Currently, our servers are located in data centers across Germany / Europe.
Well, we decided to start closed source, considering that schmoose is a product that could eventually help pay our bills. But we don't preclude the future possibility of sharing portions of our codebase with the Open Source community. We intend to have trusted experts with the right background and knowledge in software security analyze our product’s source code for any potential flaws.
Because we are building the messenger we always wanted!
Your messages are still kept private, even if someone listens to the message traffic and tries to understand (i.e. decrypt) what’s going over the wire. Schmoose relies on transport layer encryption as well as message level encryption in order to provide a high degree of privacy to its users.
Your messages are encrypted on your device using the public key of the receiver(s). Only encrypted messages leave the sender’s mobile device.
Only the intended receiver is able to decrypt your message back into readable format by using their private key. Because all private keys are created on the users’ devices and never leave these devices, schmoose is unable to decrypt your messages into a readable format.

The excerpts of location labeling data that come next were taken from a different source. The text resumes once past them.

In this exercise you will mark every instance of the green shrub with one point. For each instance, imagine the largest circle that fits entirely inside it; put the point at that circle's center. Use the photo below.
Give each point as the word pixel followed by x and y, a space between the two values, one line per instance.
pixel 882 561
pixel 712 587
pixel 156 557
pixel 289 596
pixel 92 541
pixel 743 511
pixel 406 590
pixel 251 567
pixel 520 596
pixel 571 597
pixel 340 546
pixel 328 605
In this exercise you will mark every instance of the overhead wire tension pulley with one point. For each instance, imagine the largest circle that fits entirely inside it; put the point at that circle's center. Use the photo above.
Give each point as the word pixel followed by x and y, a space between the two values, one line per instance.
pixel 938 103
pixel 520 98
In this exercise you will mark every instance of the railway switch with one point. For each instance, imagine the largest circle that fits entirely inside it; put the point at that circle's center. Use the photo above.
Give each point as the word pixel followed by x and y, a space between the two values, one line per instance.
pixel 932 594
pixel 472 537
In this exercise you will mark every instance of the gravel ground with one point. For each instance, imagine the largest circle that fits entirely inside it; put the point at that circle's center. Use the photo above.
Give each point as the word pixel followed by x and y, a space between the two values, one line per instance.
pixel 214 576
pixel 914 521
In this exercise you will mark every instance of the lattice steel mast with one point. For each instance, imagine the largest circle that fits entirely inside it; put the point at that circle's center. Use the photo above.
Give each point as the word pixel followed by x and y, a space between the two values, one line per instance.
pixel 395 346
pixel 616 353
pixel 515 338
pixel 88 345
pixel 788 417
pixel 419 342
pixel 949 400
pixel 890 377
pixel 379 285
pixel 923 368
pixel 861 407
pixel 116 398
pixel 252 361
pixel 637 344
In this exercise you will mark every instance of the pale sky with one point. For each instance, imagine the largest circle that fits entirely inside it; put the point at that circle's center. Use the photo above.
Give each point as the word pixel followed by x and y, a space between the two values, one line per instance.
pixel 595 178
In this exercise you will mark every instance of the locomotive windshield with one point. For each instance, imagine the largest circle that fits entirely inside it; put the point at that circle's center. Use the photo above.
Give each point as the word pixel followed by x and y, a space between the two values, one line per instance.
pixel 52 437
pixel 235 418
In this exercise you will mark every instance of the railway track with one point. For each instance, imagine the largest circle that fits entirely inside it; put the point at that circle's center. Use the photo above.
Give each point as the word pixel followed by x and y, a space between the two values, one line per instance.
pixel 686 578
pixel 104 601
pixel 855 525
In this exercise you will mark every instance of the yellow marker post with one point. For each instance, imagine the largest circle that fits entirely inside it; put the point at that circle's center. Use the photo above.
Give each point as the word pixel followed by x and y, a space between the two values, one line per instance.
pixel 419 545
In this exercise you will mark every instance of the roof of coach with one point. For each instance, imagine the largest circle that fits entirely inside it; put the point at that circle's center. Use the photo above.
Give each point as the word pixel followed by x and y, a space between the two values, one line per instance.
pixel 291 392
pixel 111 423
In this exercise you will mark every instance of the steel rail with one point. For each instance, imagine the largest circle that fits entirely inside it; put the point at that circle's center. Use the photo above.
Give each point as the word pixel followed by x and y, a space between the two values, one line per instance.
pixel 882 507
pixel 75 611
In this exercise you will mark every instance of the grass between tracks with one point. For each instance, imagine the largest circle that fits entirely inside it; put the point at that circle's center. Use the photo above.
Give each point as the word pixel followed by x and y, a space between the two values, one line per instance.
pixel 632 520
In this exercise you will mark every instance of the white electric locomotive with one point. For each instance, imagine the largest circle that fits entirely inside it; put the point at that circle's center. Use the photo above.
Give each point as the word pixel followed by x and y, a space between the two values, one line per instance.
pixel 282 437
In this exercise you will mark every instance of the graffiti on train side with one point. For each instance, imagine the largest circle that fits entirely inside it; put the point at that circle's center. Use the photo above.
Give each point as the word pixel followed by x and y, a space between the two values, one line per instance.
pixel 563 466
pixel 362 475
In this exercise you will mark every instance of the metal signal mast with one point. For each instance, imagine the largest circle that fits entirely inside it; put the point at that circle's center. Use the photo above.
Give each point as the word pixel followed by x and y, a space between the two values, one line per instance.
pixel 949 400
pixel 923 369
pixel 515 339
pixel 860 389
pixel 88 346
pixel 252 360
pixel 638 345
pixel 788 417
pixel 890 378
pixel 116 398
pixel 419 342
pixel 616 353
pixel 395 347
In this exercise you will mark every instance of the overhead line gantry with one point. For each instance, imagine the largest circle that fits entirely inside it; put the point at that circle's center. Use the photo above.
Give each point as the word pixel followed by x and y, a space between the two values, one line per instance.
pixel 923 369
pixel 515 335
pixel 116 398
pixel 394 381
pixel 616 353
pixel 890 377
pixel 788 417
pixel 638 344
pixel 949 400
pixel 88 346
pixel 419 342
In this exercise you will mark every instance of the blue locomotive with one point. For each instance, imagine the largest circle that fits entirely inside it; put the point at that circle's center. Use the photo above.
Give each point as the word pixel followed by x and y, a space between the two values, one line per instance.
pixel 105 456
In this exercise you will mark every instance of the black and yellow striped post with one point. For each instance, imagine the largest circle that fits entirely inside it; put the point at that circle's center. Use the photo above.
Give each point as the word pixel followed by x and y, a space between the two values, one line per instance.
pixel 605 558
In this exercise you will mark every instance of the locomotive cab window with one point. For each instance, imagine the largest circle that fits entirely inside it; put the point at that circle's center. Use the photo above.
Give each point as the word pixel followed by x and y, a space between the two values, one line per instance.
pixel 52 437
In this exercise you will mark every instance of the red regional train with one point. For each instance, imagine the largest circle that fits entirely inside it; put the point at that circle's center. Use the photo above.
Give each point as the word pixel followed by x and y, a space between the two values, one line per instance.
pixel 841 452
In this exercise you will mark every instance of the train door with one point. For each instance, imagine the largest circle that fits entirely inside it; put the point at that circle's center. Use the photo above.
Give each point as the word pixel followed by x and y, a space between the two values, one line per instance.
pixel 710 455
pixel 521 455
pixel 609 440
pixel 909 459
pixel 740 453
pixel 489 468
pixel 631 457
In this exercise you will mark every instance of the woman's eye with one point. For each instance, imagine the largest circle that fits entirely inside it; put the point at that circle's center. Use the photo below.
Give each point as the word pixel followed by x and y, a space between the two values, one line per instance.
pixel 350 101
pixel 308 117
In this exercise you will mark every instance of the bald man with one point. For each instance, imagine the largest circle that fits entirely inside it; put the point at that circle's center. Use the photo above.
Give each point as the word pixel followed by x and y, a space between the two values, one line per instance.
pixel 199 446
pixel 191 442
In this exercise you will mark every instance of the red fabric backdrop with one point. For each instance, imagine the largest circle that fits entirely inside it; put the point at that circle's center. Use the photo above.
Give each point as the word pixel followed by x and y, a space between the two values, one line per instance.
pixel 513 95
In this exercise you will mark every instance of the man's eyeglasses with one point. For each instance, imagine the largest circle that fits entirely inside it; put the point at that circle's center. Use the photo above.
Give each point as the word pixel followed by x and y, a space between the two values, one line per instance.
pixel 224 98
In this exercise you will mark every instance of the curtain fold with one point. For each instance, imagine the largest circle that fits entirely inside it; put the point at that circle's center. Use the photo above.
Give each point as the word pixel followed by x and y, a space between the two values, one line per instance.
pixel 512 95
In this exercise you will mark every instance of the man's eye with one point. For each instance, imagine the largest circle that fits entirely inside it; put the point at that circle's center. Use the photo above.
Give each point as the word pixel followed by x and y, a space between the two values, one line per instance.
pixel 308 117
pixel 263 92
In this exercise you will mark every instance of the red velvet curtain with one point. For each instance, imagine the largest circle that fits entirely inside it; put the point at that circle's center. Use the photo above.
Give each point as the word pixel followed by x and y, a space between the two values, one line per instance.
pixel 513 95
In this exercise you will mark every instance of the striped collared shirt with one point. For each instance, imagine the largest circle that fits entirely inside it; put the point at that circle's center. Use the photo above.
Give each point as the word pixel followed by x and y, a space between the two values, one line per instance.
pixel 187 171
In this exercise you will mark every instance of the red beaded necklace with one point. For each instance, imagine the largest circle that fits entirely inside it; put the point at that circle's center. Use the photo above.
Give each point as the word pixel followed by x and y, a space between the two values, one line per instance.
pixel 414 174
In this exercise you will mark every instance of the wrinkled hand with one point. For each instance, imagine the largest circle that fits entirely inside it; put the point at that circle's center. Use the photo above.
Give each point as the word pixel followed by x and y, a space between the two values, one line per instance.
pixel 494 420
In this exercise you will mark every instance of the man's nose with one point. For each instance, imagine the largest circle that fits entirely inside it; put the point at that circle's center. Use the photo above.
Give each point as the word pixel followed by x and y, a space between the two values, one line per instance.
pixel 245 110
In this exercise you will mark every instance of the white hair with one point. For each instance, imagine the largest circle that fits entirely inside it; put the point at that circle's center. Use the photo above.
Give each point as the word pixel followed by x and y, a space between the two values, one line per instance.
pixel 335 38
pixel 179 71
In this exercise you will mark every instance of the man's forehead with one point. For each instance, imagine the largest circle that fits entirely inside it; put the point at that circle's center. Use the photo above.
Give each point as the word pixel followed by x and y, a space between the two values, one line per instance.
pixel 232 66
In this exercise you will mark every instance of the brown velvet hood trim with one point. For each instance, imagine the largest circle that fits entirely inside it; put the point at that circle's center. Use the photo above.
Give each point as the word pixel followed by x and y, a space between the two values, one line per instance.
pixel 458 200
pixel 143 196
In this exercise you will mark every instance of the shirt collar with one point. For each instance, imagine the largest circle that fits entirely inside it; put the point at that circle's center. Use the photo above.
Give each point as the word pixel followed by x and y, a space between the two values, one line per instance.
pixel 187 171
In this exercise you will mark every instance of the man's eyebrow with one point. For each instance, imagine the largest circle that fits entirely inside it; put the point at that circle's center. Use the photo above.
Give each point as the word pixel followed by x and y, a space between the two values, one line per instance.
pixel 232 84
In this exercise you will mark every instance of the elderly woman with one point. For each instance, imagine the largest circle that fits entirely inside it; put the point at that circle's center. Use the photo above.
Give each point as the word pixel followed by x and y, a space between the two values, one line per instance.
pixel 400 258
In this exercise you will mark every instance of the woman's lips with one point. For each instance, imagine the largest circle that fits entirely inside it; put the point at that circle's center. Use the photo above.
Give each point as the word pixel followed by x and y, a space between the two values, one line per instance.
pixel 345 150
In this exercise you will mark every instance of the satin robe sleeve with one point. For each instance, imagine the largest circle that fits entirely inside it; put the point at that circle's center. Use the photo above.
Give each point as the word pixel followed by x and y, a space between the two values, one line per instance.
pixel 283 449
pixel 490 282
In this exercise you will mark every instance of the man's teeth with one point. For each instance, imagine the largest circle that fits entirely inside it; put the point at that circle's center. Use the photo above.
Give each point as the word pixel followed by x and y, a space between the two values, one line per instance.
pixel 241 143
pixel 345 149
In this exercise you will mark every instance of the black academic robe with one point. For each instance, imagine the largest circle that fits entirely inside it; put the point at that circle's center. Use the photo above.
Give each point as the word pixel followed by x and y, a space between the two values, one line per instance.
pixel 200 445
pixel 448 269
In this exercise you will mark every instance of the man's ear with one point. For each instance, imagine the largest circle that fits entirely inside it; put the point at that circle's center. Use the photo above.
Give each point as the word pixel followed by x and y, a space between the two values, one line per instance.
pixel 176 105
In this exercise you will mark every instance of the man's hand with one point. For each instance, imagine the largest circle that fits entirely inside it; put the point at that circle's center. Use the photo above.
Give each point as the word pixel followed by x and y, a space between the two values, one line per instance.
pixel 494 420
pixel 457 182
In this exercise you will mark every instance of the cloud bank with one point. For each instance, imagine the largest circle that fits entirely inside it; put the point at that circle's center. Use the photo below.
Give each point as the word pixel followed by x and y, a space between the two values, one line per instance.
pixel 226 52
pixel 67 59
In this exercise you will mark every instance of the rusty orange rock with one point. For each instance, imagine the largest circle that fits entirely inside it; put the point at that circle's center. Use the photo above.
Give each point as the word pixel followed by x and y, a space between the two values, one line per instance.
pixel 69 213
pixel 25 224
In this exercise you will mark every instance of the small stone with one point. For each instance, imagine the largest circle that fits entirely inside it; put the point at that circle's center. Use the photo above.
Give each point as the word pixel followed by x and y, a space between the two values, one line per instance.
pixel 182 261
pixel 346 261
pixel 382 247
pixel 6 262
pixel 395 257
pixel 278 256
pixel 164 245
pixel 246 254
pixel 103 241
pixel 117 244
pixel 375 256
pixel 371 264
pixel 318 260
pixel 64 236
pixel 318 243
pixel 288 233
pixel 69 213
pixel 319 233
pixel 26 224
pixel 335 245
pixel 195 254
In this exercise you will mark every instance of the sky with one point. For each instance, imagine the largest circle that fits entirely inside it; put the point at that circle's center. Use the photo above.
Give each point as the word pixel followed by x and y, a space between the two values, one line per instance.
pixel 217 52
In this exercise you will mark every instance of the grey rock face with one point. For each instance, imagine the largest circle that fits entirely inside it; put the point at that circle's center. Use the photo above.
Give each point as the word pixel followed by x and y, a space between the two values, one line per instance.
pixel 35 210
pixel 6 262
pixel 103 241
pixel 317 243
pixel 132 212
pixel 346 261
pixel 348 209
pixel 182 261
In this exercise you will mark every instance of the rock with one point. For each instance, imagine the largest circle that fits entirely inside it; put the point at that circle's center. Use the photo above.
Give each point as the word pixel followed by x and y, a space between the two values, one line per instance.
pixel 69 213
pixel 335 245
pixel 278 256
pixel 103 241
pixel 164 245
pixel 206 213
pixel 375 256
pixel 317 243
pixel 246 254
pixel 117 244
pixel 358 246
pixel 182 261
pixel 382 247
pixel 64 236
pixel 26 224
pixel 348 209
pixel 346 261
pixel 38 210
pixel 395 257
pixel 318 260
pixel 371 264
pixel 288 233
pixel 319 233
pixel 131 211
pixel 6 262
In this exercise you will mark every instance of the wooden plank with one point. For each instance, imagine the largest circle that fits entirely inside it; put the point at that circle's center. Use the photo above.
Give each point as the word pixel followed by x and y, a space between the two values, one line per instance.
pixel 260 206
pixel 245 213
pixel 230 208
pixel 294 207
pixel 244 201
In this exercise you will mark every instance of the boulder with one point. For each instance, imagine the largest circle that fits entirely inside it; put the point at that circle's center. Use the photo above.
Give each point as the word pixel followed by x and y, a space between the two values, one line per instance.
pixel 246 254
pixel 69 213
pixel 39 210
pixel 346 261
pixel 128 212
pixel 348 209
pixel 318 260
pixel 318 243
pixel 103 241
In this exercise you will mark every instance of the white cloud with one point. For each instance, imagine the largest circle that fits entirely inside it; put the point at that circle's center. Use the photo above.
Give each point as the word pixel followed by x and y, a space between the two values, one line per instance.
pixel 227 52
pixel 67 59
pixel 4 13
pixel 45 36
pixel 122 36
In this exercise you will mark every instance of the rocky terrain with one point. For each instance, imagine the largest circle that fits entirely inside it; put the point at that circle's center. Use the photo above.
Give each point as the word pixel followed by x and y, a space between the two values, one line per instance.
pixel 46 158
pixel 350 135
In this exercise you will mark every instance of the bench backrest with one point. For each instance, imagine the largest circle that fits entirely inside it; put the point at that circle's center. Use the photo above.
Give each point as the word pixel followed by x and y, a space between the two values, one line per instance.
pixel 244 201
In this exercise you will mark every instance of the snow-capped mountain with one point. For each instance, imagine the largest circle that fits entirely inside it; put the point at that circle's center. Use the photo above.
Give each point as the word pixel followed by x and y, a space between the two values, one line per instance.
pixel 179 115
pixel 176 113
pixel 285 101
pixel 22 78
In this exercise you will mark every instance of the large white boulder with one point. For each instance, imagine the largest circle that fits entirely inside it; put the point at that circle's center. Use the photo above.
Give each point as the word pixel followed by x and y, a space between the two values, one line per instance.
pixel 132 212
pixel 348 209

To use more than one device, you need a master password. This ensures that you are the correct recipient of the same messages on your various devices. You’ll also need this master password later on to transfer your schmoose access to a new device – so you can remain the same user and preserve your previous contacts and chats.
If you use an Android device, you must always enter a password when starting the schmoose app. This prevents any unauthorized person who may have simply copied your whole device from being able to read your messages.
Please make sure to remember your password well! We cannot help you if you lose it!
OTR requires the recipients of a message to be online for a session to be negotiated. This falls short of the requirements of real-world mobile-to-mobile messaging, where connectivity gaps and offline periods are still all too common.